\(C(\infty,LO)\): Every set of non-empty linearly orderable sets has a choice function.

\(MC(\infty,LO)\): For every family \(X\) of non-empty sets each of which can be linearly ordered there is a function \(f\) such that for all \(y\in X\), \(f(y)\) is a non-empty finite subset of \(y\).

\(LW\):  Every linearly ordered set can be well ordered. Jech [1973b], p 133.

Cofinality Principle: Every linear ordering has a cofinal sub well ordering.  Sierpi\'nski [1918], p 117.

\(C(WO\), uniformly linearly ordered):  If \(X\) is a well ordered collection of non-empty sets and there is a function \(f\) defined on \(X\) such that for every \(x\in X\), \(f(x)\) is a linear ordering of \(x\), then there is a choice function for \(X\).

\(C(WO,{\Bbb R})\):  Every well ordered family of non-empty subsets of \({\Bbb R}\) has a choice function.

\(C(\aleph_{0},\infty,{\Bbb R})\): Every denumerable family of non-empty sets of reals  has a choice function. Jech [1973b], p 148 prob 10.1.

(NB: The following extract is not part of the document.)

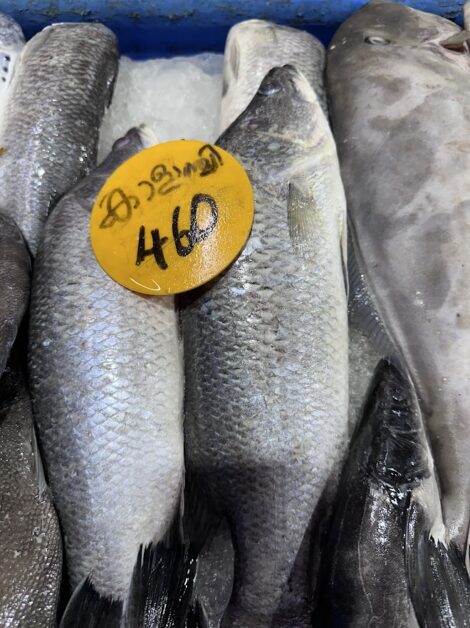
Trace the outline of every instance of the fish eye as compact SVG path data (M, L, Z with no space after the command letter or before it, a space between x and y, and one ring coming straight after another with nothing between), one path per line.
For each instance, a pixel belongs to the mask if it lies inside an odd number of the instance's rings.
M272 96L281 90L279 83L263 83L259 88L259 93L263 96Z
M388 46L388 44L392 43L390 39L380 37L379 35L367 35L367 37L364 37L364 41L366 44L371 44L371 46Z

\(C(\varPi^1_2)\) or \(AC(\varPi^1_2)\): If \(P\in \omega\times{}^{\omega}\omega\), \(P\) has domain \(\omega\), and \(P\) is in \(\varPi^1_2\), then there is a sequence of elements \(\langle x_{k}: k\in\omega\rangle\) of \({}^{\omega}\omega\) with \(\langle k,x_{k}\rangle \in P\) for all \(k\in\omega\). Kanovei [1979].